Quote: But when you talk about your H- it's hard to tell, did he use to be a good guy, or was he always self-centered and obnoxious? I guess one way to answer this is, what did other people think of him before the affairs? Did friends and family think he was great - or were they always troubled by him?
Good questions.
H is quite personable. He is intellegent. Attended one of the most famous universities in the world. Has read a lot (said he read War and Peace around age ten or eleven - that should tell you something about the emotional loneliness of his childhood, despite two parents, a sister and domestic servants...clues!) and is articulate. I was definitely attracted to his intellegence and articulacy.
We also shared two major interests - cycle touring (we used to go out on day long rides together in the beginning) and the area of my personal work, which at the time he was dabbling in as a hobby. And although he was not accomplished in it at the time, he could talk very intellegently about it.

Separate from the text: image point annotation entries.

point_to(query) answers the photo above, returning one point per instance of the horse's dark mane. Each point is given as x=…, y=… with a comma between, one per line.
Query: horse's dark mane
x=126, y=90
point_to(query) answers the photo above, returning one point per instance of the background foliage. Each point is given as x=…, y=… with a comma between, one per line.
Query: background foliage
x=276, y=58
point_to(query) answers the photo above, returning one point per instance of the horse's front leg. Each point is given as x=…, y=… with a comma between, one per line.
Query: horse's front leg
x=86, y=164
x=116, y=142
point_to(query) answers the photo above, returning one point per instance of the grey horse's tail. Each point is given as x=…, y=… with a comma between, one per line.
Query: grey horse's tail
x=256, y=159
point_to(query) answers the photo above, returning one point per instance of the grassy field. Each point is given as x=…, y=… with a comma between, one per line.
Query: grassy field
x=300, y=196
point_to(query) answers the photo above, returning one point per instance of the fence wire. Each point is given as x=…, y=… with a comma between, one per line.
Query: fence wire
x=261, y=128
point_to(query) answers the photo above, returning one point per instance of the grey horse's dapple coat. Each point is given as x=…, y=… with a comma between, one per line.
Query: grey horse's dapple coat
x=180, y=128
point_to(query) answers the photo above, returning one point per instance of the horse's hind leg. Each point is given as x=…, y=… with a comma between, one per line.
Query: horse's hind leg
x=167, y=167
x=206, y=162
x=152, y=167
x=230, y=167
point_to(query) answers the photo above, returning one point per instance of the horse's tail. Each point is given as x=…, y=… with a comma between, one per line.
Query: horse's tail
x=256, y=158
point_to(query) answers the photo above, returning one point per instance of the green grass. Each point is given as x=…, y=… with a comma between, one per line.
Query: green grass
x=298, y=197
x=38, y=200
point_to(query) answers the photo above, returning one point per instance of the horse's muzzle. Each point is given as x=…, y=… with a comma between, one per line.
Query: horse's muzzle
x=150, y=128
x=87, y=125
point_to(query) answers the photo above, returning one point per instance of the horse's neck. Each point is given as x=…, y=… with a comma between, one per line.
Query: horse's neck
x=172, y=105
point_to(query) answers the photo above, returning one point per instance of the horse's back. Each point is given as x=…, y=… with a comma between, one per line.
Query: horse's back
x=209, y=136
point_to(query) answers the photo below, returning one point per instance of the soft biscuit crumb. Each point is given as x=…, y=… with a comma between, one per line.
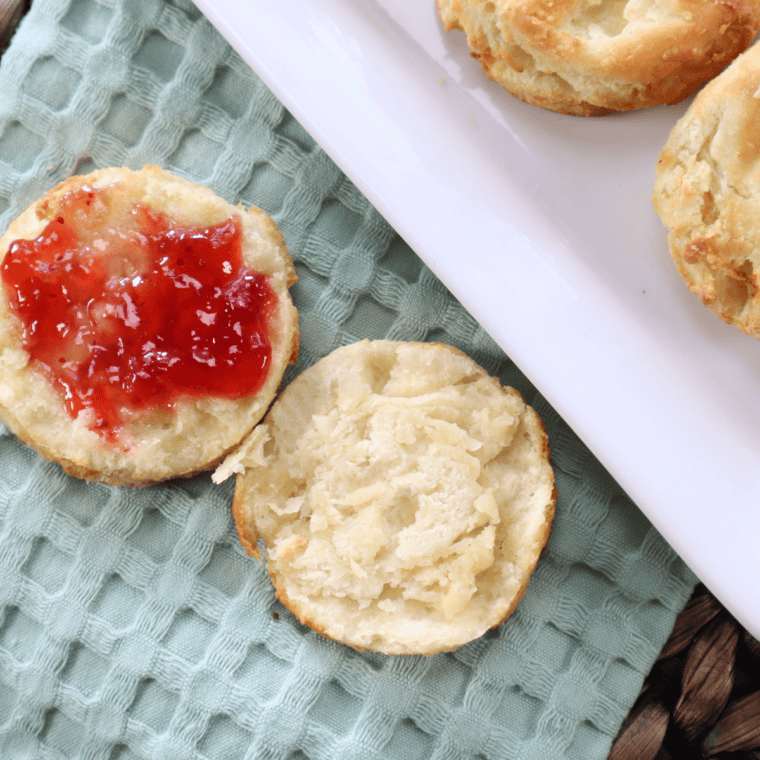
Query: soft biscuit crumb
x=402, y=494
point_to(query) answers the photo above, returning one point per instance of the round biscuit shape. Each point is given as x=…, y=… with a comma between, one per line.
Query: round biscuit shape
x=707, y=193
x=402, y=494
x=159, y=444
x=590, y=57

None of these things are qualities of the heart though.
I could see that H was vulnerable - he had had a very peculiar background (his father and probably mother both severe narcissists), despite wealth, it was almost without love. The love came from his grandmother, who happened to be a (passive) nazi.
I think I reached out to H's neediness, for family, closeness, security etc, none of which he ever really had. But I was always puzzled at how little I got back, emotionally. The accumulated incidents over the years led me to believe (before the bomb etc) that should something serious ever happen to me - like I got wheelchair bound, for example - then H would not be there for me. As long as I was there for him, that was one thing, but he would not put himself out for me.

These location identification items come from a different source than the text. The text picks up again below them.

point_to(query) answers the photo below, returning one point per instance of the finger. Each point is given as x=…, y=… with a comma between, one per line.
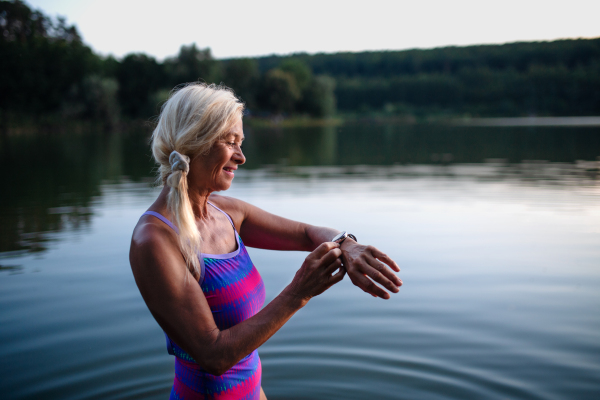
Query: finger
x=376, y=271
x=323, y=249
x=384, y=270
x=337, y=277
x=336, y=264
x=381, y=256
x=368, y=285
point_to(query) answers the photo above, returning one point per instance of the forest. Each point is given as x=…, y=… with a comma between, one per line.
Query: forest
x=47, y=71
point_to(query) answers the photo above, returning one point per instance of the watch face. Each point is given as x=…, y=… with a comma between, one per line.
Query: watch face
x=340, y=237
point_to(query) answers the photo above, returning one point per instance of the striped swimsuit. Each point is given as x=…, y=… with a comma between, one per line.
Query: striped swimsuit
x=235, y=292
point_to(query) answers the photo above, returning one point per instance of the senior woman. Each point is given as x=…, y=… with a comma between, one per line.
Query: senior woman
x=190, y=262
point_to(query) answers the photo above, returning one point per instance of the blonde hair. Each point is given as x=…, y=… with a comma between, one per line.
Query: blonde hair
x=191, y=121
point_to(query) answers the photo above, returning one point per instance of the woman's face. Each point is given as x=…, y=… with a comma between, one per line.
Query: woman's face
x=215, y=170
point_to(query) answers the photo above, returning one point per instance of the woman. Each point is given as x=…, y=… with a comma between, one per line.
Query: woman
x=190, y=263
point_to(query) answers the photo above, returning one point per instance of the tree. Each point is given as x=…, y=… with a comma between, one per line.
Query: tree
x=279, y=92
x=242, y=76
x=191, y=65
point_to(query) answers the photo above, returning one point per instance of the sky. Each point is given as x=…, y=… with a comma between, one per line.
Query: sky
x=262, y=27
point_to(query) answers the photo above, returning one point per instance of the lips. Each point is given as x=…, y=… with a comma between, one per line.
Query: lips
x=229, y=170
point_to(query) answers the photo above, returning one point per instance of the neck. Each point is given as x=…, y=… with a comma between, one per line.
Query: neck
x=198, y=199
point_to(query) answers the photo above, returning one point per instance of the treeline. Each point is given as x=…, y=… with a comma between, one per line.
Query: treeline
x=515, y=79
x=46, y=69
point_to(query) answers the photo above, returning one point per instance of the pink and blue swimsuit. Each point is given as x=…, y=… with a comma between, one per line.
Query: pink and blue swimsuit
x=235, y=292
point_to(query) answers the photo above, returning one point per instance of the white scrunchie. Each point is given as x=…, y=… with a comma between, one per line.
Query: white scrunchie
x=179, y=162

Around 1998 and onwards, H started getting interested in my line of work and took it up gradually, with my encouragment. He got serious about it through the years. He also got very grand and reffered to himself in glowing terms. I don't have the ability to lie through my teeth and heap (insincere) praise on someone when I don't feel it is deserved. Maybe H resented the fact that I was not his No.1 fan. I just didn't see the need for that role, as it seemed to be already occupied by H himself!
Ellie, I am sure you have seen a thread of grandiosity running through H from some of the things I have journalled here over the last year or more - referring to himself as an alpha male, his telling me "what he was prepared to do for me" soon after the bomb (it was a shock to him that the law thought differently), his admitting to me before Christmas in an email that his major error over the years was his "not being hard enough on me", and of course the famous round robin email to me and his two OW!
I think I confused being needed by H with being loved by him. They are two very different things. I am only just beginning to see that clearly. Even though I have known for a while that H had 'user' tenedencies. He has described a couple of his friends as cats, who only take, not give. But he is the biggest cat of them all.
Did my friends and family like him before all this happened? My sis always found him strange and a bit obnoxious, but was always polite - as she says, I had chosen to marry him and he was her bother in law.
After the bomb dropped, many of my friends said immediately - "It's his loss, not yours!" Of course, I thought they were being kind, but perhaps it is the truth. Some have confided that they never cared much for him, some said they saw him being cold or mean to me. Just little, but telling things.
Even H himself has said he knows he is not everybody's cup of tea. None of us are, but it is more pronounced with H - either people like him or they really, really don't.
Will continue later...
Livnlearn
PS I think there may be a fair few Narcissists among the WASs on this board. It may help you to try and figure out if your WAS fits the profile well, so you get an idea of what you are up against. And whether you want to continue bashing your head against a wall.